Hip hip hooray, hip-hip-hurray—this is our collective cheer for former unit publicist, producer and award-winning film and TV director, Ava DuVernay.

“Hello, my sister,” is the first smooth greeting that I received during the press junket for “Selma.” Stuck in a moving elevator, her lips being rouged by a makeup artist possessing the balance of a Cirque du Soleil performer but much cooler, if you catch my drift, DuVernay made sure that she acknowledged the sister, standing to her left.

Kindness has the shelf life of eternity. I admired DuVernay before that exchange and the admiration has continued to grow. Being a unit publicist, a career path we share, gives you a backseat view of how films are made. It is a collaborative process and each department is packed full with superstars and those in training to become superstars.

For a long, long, long time a film set was as “white as a cotton field” and that’s a fact. DuVernay is making opportunities for people of color and women on her new series “Queen Sugar” and nothing about her effort surprises me.

In a Los Angeles Times article, reporter Tre’vell Anderson asks the questions that matter.

New Yorkers can get another look at DuVernay because her documentary, “The 13th,” will be the first-ever nonfiction work to open the festival. The film will later debut on Netflix and open in a limited theatrical run Oct. 7.

Chronicling the history of racial inequality in the United States, “The 13th” examines how our country has produced the highest rate of incarceration in the world, with the majority of those imprisoned being African-American.

The title of DuVernay’s extraordinary and galvanizing film refers to the 13th Amendment to the Constitution, which states, “Neither slavery nor involuntary servitude, except as a punishment for crime whereof the party shall have been duly convicted, shall exist within the United States …” The progression from that second qualifying clause to the horrors of mass incarceration and the prison industry in the U.S. is laid out by DuVernay with bracing lucidity.

New York Film Festival Director and Selection Committee Chair Kent Jones said, “While I was watching ‘The 13th,’ the distinction between documentary and fiction gave way, and I felt like I was experiencing something so rare: direct contact between the artist and right now, this very moment. In fact, Ava is actually trying to redefine the terms on which we discuss where we’re at, how we got here and where we’re going. ‘The 13th’ is a great film. It’s also an act of true patriotism.”

From D. W. Griffith’s “The Birth of a Nation” (1915) and the rebirth of the KKK to the Civil Rights Movement, the 1994 Crime Bill, the rise of ALEC and the Black Lives Matter movement, DuVernay traces a pattern of fear and division that has consistently driven mass criminalization. With a potent mixture of archival footage and testimonies from leading voices, including Michelle Alexander, Bryan Stevenson, Van Jones, Newt Gingrich, Angela Davis, Senator Cory Booker, Grover Norquist, Khalil Muhammad, Craig DeRoche, Shaka Senghor, Malkia Cyril, Henry Louis Gates Jr. and a dazzling array of activists, politicians, historians and formerly incarcerated women and men, DuVernay creates a work of grand historical synthesis.

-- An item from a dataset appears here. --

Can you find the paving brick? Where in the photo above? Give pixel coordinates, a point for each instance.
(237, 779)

“It is a true honor for me and my collaborators to premiere ‘The 13th’ as the opening night selection of the New York Film Festival,” said Ava DuVernay. “This film was made as an answer to my own questions about how and why we have become the most incarcerated nation in the world, how and why we regard some of our citizens as innately criminal and how and why good people allow this injustice to happen generation after generation. I thank Kent Jones and the selection committee for inviting me to share what I’ve learned.”

“Ava gives us a remarkable and ambitious framework for understanding why the U.S. represents 5 percent of the world’s population, yet is home to nearly 25 percent of the world’s prisoners,” said Lisa Nishimura, Netflix VP of Original Documentary Programming. “Her work has been tireless and passion-fueled and has resulted in a sweeping view at a tenuous time. We are honored to provide a global platform for this deeply urgent work.”

The 17-day New York Film Festival highlights the best in world cinema, featuring works from celebrated filmmakers as well as fresh new talent. The selection committee, chaired by Jones, also includes Dennis Lim, FSLC director of programming; Florence Almozini, FSLC associate director of programming; Amy Taubin, contributing editor, Film Comment and Sight & Sound; and Gavin Smith, who serves as a consultant.